Disney Stock Plunges To 9-Year Low As Box Office Bombs Pile Up…
Shares of Walt Disney dropped 3.9% on Thursday, closing at their lowest levels in nearly nine years.
The latest drop comes despite chief executive Bob Iger’s turnaround plan, which includes price hikes for Disney’s streaming services, increased ads and a mixture of cost cuts/layoffs. In Disney’s August 9 earnings report, Iger acknowledged that the company is faced with a “challenging environment” in the near term.
The gameplan has seemingly failed to convince investors, however, as Walt Disney shares have dropped by more than 5 percent since Iger’s announcement.

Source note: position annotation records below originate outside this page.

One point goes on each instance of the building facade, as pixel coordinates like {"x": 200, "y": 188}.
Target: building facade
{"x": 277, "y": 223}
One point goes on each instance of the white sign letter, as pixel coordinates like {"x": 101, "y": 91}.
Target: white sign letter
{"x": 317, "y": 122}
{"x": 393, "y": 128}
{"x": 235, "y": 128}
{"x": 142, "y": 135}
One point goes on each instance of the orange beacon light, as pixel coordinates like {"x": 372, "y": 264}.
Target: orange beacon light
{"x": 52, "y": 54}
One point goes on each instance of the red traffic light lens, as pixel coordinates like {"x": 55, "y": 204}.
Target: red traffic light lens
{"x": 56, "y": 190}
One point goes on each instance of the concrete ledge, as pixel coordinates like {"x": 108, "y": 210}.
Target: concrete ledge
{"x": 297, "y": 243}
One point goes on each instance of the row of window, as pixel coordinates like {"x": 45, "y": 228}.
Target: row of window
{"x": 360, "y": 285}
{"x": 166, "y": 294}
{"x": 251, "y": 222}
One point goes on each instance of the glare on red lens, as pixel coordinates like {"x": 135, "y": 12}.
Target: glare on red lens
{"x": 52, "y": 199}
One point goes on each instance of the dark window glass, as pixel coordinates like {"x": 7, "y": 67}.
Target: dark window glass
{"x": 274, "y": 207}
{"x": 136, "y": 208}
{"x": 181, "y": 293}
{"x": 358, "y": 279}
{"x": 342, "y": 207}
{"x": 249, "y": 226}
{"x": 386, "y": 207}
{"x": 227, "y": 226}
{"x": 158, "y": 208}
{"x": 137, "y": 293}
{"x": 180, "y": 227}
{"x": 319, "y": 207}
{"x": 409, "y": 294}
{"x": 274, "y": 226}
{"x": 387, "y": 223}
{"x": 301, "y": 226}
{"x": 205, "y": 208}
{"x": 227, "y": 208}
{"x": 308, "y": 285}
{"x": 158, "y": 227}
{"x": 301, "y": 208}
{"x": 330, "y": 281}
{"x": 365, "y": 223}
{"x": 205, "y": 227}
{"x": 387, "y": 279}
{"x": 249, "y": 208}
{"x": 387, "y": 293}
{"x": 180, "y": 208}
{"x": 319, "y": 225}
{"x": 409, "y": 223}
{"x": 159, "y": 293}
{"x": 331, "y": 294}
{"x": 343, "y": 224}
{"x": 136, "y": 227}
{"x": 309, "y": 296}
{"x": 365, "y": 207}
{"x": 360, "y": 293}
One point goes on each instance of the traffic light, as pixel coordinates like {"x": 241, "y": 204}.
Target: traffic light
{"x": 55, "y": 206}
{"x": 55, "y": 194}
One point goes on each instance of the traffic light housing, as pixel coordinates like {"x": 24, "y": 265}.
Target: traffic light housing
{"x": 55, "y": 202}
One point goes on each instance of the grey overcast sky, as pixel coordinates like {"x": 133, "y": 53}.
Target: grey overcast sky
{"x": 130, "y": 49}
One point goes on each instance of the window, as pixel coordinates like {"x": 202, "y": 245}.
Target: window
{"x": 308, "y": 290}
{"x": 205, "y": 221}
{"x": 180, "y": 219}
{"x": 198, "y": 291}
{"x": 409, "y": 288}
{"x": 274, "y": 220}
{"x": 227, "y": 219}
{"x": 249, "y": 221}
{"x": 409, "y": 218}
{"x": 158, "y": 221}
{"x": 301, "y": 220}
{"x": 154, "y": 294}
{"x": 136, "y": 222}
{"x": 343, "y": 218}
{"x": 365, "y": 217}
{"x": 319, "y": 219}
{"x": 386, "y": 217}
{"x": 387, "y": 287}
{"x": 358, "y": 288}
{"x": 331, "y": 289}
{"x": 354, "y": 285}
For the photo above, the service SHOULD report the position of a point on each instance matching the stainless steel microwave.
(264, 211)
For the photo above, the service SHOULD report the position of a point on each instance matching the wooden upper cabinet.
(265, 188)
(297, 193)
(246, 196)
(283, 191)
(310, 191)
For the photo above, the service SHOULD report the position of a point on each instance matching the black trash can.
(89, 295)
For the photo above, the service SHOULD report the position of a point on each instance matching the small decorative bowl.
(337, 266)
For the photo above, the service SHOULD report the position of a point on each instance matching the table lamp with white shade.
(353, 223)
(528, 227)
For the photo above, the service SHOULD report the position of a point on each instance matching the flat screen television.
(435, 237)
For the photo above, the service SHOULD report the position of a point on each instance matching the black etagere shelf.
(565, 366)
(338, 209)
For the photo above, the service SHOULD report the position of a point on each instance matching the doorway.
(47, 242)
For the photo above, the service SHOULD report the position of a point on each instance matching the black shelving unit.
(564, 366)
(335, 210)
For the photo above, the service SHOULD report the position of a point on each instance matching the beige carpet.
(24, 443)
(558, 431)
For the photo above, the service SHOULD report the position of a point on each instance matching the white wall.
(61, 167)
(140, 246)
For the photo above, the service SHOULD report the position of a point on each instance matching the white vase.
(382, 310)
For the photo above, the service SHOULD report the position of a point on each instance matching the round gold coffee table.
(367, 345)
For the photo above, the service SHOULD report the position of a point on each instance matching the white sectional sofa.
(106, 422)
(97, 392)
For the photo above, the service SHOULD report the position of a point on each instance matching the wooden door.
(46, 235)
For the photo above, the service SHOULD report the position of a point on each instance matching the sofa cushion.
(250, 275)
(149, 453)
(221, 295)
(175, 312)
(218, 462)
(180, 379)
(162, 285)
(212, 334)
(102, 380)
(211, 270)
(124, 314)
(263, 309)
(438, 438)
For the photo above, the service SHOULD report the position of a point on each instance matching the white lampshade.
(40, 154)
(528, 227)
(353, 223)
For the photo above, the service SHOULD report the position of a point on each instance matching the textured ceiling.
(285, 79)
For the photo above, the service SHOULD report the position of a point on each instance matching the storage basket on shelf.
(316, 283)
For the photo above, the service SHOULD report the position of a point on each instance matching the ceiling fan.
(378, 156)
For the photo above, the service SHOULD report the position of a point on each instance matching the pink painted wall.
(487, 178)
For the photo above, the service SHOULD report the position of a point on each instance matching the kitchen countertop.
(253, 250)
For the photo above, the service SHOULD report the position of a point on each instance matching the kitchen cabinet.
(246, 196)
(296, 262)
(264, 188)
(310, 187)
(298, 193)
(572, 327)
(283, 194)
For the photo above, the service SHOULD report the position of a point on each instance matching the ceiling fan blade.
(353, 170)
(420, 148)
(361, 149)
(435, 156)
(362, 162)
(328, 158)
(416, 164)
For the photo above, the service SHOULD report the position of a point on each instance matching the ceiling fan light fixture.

The earnings report revealed troubling numbers for the company’s flagship streaming service, Disney +, which lost more than 300,000 subscribers between the U.S. and Canada last quarter. Total domestic subscriptions fell to roughly 46 million in the fiscal period. By comparison, Netflix boasts roughly 76 million domestic subscribers.
When factoring in international numbers, total subscriptions declined by a whopping 24 percent. This has largely been driven by the end of Disney’s deal with Hotstar in India.
Disney has also suffered a historic run of box office bombs. The company’s last nine film releases — a run that includes The Little Mermaid, Lightyear and Indiana Jones And The Dial Of Destiny –have cost the once top of the industry company more than one-billion-dollars.
A number of the film’s, including Pixar’s Lightyear and Elemental, failed to generate interest after interjecting left-wing social agendas into children’s movies. Lightyear contained a same-sex kissing scene while Elemental featured a “nonbinary” character and tackled themes such as systemic racism.
In addition to lack of interest, Disney’s latest film releases have come with sky-high budgets do to expensive re-shoots. The company has also spent hundreds of millions of dollars in marketing costs — particularly on Indiana Jones and The Little Mermaid — but have still failed to turn a profit.